Après avoir reçu tant de lettres de Votre Grandeur patriarcale, je passerais pour un ingrat si je ne vous répondais pas. Mais en vous rendant le salut que vous m'avez donné, ai-je fait tout ce que je dois? Vous m'avez prévenu par vos aimables procédés, vous avez daigné m'écrire le premier d'au-delà des mers, et me donner ainsi la preuve, de votre humilité autant que de votre amitié. Comment pourrai-je ni acquitter à votre égard ? Je ne sais absolument que faire pour vous payer convenablement de retour, surtout maintenant que vous m'avez donné une partie du plus grand trésor du monde en m'envoyant un fragment de la vraie croix de Notre-Seigneur. Mais quoi! me dispenserai-je de répondre à ces avances du mieux que je le puis, si je ne peux le faire comme je le dois? Je vous montrerai du moins les sentiments et les dispositions de mon cœur en répondant à vos lettres ; c'est la seule chose que je puisse faire, séparé de vous comme je le suis par un tel espace de terres et de mers, heureux si je trouve jamais une occasion de vous prouver que ce n'est pas seulement en paroles et sur le papier que je vous aime, mais effectivement et en réalité. Je vous prie de vous montrer favorable aux chevaliers du Temple, et d'ouvrir les entrailles de votre immense charité à ces intrépides défenseurs de l'Église. Vous ferez une œuvre aussi agréable à Dieu que goûtée des hommes en protégeant ces guerriers courageux qui exposent leur vie pour le salut de leurs frères: Pour ce qui est du rendez-vous que vous me demandez le frère André a vous fera connaître mes intentions.

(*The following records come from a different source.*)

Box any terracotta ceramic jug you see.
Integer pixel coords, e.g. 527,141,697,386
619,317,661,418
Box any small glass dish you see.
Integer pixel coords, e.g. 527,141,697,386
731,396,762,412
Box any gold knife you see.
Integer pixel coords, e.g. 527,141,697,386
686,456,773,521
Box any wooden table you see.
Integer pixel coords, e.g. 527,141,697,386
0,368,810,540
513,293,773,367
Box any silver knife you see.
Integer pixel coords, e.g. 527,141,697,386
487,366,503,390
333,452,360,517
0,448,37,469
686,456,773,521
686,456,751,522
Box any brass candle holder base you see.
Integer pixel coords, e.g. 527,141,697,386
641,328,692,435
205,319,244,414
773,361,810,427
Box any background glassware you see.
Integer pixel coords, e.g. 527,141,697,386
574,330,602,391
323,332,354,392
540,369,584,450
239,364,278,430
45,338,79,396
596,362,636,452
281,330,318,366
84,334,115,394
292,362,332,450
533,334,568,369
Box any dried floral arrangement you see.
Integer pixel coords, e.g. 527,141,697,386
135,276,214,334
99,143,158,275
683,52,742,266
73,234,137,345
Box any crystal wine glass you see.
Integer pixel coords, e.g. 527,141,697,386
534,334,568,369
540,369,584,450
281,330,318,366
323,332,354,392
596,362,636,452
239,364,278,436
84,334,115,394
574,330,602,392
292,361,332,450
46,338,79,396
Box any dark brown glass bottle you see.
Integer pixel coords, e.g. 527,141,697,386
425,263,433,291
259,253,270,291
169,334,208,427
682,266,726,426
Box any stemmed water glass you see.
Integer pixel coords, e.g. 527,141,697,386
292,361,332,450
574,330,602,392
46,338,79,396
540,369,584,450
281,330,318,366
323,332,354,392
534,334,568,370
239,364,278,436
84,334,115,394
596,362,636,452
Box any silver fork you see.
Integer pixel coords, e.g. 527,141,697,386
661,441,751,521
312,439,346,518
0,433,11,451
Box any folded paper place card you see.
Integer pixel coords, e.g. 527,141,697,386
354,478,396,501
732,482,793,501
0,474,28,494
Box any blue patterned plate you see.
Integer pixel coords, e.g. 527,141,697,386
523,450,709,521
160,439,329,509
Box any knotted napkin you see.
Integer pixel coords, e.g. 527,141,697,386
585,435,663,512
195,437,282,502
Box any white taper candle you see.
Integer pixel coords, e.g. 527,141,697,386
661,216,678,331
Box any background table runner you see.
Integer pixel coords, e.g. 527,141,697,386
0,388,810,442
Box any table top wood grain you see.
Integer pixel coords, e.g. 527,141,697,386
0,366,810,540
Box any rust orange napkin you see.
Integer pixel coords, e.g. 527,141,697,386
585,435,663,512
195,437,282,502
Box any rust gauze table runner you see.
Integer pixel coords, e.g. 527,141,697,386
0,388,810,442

lettre CLXXV au Patriarche de Jérusalem

source: http://www.abbaye-saint-benoit.ch/saints/bernard/tome01/lettres/158-206/lettre170.htm#_Toc53140601

 

Saint Bernard

lettre à son oncle André de Montbard, chevalier du Temple

 

l. J'étais malade au lit quand on me remit votre dernière lettre; je ne saurais vous dire avec quel empressement je la reçus, avec quel bonheur je la lus et relus; mais combien plus aurais-je été heureux de vous voir vous-même! Vous me témoignez le même désir, en me disant les craintes que vous inspirent l'état du pays que le Seigneur a honoré de sa présence, ainsi que les dangers qui menacent une ville arrosée de son sang. Oh! malheur à nos princes chrétiens! ils n'ont rien fait de bon dans la terre sainte, et ils ne se sont hâtés de revenir chez eux que pour se livrer à toutes sortes de désordres, insensibles à l'oppression de Joseph. Impuissants pour le bien, ils ne sont, hélas! que trop puissants pour le mal. Pourtant j'espère que le Seigneur ne rejettera pas son peuple et n'abandonnera pas son héritage à la merci de ses ennemis; son bras est assez puissant pour le secourir et sa main toujours riche en merveilles; l'univers reconnaîtra qu'il vaut mieux encore mettre sa confiance en Dieu que dans les princes de la terre. Vous avez bien raison de vous comparer à une fourmi; que sommes-nous autre chose avec toute la peine et la fatigue que, pauvres humains, nous nous donnons pour des choses inutiles ou vaines? Qu'est-ce que l'homme retire de tant de peines et de travaux à la face du soleil? Portons nos visées dans les cieux, et que notre âme aille par avance là où notre corps doit la suivre un jour. C'est ce que vous faites, mon cher André, c'est là que sont le fruit et la récompense de vos travaux. Celui que vous servez sous le soleil habite plus haut que les cieux, et si le champ de bataille est ici-bas, la récompense du vainqueur est là-haut; car ce n'est point sur cette terre qu'il faut chercher le prix de la victoire, il est plus haut que cela et la valeur en est supérieure à tout ce qui se rencontre dans les bornes de cet univers. Il n'y, a sous le soleil qu'indigence et pauvreté, là-haut seulement nous serons dans l'abondance et nous recevrons une mesure pleine, foulée, enfaîtée et surabondante due le Seigneur versera dans notre sein (Luc., VI, 38).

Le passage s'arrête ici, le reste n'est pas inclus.